Simply attempt the operation and see if it works.
inNumber = somenumber
try:
inNumberint = int(inNumber)
print "this number is an int"
except ValueError:
pass
try:
inNumberfloat = float(inNumber)
print "this number is a float"
except ValueError:
pass
Solution 6 - Python
What you can do too is usingtype()
Example:
if type(inNumber) == int : print "This number is an int"
elif type(inNumber) == float : print "This number is a float"
Solution 7 - Python
Here's a piece of code that checks whether a number is an integer or not, it works for both Python 2 and Python 3.
import sys
if sys.version < '3':
integer_types = (int, long,)
else:
integer_types = (int,)
isinstance(yourNumber, integer_types) # returns True if it's an integer
isinstance(yourNumber, float) # returns True if it's a float
Notice that Python 2 has both types int
and long
, while Python 3 has only type int
. Source.
If you want to check whether your number is a float
that represents an int
, do this
(isinstance(yourNumber, float) and (yourNumber).is_integer()) # True for 3.0
If you don't need to distinguish between int and float, and are ok with either, then ninjagecko's answer is the way to go
import numbers
isinstance(yourNumber, numbers.Real)
Solution 8 - Python
Tried in Python version 3.6.3 Shell
>>> x = 12
>>> import numbers
>>> isinstance(x, numbers.Integral)
True
>>> isinstance(x,int)
True
Couldn't figure out anything to work for.
Solution 9 - Python
I know it's an old thread but this is something that I'm using and I thought it might help.

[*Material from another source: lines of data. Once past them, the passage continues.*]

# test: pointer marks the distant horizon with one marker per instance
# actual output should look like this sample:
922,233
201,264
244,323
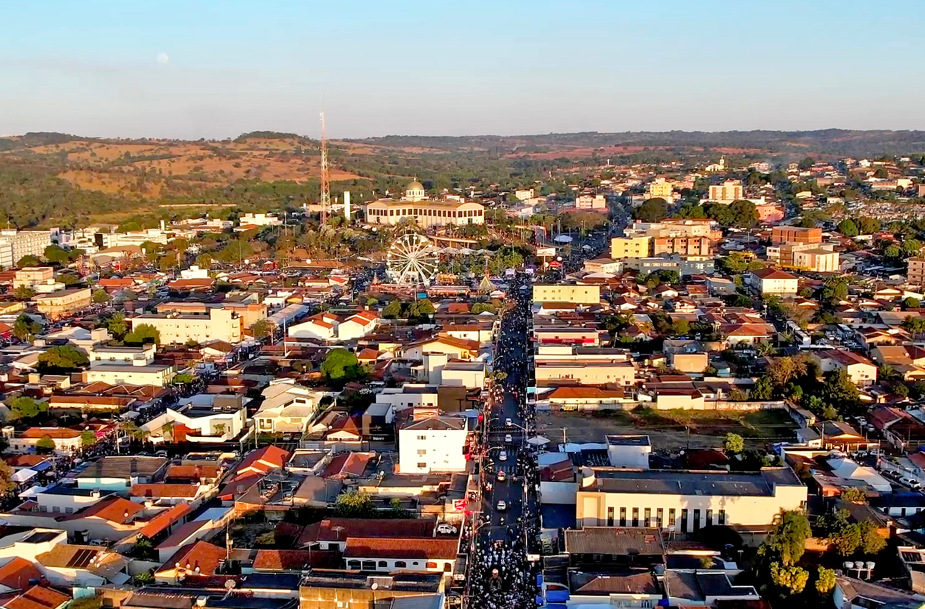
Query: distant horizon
445,135
205,70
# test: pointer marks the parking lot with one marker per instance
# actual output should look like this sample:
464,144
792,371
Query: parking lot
670,429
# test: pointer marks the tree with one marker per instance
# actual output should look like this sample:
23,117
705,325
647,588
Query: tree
260,328
354,504
392,310
24,407
652,210
789,578
25,328
788,539
62,359
23,293
44,444
854,495
87,438
825,580
847,227
340,365
143,334
7,484
733,443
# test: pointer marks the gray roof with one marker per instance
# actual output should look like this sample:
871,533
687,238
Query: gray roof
693,483
620,541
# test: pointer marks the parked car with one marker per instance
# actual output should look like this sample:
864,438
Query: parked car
445,528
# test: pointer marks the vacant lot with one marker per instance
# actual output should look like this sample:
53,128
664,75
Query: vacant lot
670,429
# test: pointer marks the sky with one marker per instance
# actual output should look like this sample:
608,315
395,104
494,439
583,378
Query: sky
193,69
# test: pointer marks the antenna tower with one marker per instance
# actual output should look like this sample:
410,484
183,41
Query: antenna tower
325,177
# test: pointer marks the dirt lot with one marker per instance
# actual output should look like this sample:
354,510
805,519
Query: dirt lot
670,429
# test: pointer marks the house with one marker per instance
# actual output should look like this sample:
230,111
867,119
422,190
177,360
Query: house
286,407
860,370
433,444
774,282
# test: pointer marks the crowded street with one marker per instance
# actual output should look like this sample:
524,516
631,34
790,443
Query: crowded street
501,576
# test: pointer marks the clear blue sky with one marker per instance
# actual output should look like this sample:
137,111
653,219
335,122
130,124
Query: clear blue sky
215,69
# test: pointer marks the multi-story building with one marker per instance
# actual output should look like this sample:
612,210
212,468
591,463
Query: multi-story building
817,260
16,244
630,247
774,282
659,188
56,305
424,211
727,192
575,294
177,328
915,275
796,234
591,202
686,501
433,444
685,246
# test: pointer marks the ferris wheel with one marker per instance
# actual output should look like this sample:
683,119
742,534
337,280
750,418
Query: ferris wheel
412,260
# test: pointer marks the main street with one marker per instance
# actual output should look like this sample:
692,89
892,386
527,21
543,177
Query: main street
501,576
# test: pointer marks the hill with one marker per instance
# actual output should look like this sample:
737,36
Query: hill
63,179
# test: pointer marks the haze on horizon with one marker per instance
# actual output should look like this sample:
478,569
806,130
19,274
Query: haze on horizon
213,70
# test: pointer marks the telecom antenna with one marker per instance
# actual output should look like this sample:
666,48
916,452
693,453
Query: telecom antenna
325,177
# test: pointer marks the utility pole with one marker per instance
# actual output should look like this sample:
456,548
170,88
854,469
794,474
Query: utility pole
325,175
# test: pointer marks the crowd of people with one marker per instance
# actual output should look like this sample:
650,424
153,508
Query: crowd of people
500,574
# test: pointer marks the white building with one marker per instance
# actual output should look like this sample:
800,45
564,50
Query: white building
433,444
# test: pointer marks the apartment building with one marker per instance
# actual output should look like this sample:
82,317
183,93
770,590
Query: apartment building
56,305
817,260
425,212
575,294
684,246
660,188
727,192
795,234
686,501
630,247
177,328
15,244
915,275
433,444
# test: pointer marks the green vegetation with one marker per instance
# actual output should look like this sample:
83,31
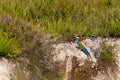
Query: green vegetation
67,17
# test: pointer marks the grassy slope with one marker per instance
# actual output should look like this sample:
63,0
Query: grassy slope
61,17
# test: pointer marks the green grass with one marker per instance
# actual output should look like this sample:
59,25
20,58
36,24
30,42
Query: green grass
88,18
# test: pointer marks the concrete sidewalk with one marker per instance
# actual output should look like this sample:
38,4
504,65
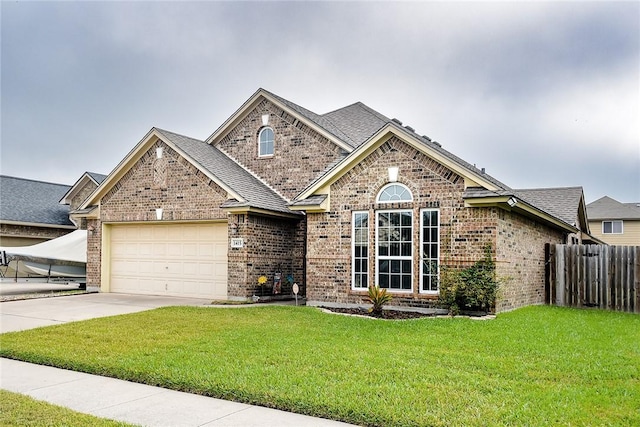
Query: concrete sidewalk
138,403
116,399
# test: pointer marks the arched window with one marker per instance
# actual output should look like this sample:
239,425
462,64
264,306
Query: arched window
265,142
395,193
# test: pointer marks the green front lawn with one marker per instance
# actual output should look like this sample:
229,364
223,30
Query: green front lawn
534,366
17,410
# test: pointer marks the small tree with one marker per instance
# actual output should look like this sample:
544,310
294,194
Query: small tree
378,297
474,288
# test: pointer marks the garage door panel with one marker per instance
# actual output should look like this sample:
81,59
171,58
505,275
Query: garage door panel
170,259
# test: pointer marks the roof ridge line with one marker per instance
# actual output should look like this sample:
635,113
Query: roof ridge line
35,180
252,173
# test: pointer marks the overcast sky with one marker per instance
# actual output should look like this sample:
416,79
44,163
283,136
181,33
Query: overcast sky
541,94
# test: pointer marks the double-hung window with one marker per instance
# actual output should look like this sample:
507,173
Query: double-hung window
612,227
429,250
265,142
395,245
394,249
360,250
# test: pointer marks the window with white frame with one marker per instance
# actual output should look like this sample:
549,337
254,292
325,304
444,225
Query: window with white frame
360,250
265,142
612,227
394,193
394,249
429,250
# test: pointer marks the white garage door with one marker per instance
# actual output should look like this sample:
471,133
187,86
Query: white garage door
188,260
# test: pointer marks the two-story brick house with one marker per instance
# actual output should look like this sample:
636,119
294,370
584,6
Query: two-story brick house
335,202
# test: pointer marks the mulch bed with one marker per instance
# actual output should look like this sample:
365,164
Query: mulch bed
386,314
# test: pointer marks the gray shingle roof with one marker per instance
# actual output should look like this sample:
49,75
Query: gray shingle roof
608,208
97,177
254,192
29,201
563,203
357,122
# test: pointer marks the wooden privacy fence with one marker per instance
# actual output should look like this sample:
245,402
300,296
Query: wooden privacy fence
601,276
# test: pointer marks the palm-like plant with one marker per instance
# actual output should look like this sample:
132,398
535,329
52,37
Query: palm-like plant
378,297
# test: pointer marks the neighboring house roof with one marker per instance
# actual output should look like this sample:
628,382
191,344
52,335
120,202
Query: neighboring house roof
86,177
253,192
608,208
357,130
30,202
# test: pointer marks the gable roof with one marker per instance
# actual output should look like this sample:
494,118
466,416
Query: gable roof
29,202
356,122
608,208
563,203
251,192
86,177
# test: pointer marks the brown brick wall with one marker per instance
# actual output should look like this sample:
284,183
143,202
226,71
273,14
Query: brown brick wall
464,232
185,195
520,261
94,251
300,153
270,245
329,234
82,195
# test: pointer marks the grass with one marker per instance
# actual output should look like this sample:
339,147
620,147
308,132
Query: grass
19,411
533,366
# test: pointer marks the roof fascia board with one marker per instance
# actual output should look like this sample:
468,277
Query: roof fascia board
134,155
520,207
253,101
382,136
37,224
248,209
320,207
92,214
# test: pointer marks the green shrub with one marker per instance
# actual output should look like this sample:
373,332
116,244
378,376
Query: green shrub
378,297
471,289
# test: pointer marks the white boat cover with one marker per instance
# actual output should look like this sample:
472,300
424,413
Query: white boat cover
70,247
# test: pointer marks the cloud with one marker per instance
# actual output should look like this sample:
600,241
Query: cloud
516,87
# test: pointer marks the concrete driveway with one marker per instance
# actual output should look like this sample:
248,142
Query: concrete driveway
33,313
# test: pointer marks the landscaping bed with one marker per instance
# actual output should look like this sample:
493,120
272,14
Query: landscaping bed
386,314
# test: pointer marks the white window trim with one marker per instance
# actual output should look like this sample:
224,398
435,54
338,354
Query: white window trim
353,250
392,184
409,258
260,142
612,221
429,292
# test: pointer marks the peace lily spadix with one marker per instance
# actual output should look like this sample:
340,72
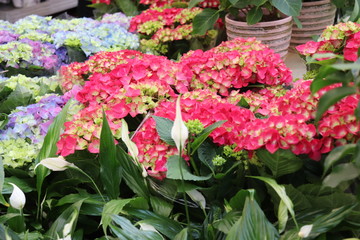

It works in python 2.7 and python 3< .
def is_float(num):
"""
Checks whether a number is float or integer
Args:
num(float or int): The number to check
Returns:
True if the number is float
"""
return not (float(num)).is_integer()
class TestIsFloat(unittest.TestCase):
def test_float(self):
self.assertTrue(is_float(2.2))
def test_int(self):
self.assertFalse(is_float(2))
Solution 10 - Python
how about this solution?
if type(x) in (float, int):
# do whatever
else:
# do whatever
Solution 11 - Python
pls check this: import numbers
import math
a = 1.1 - 0.1
print a
print isinstance(a, numbers.Integral)
print math.floor( a )
if (math.floor( a ) == a):
print "It is an integer number"
else:
print False
Although X is float but the value is integer, so if you want to check the value is integer you cannot use isinstance and you need to compare values not types.
Solution 12 - Python
I am not sure why this hasn't been proposed before, but how about using the built-in Python method on a float called is_integer()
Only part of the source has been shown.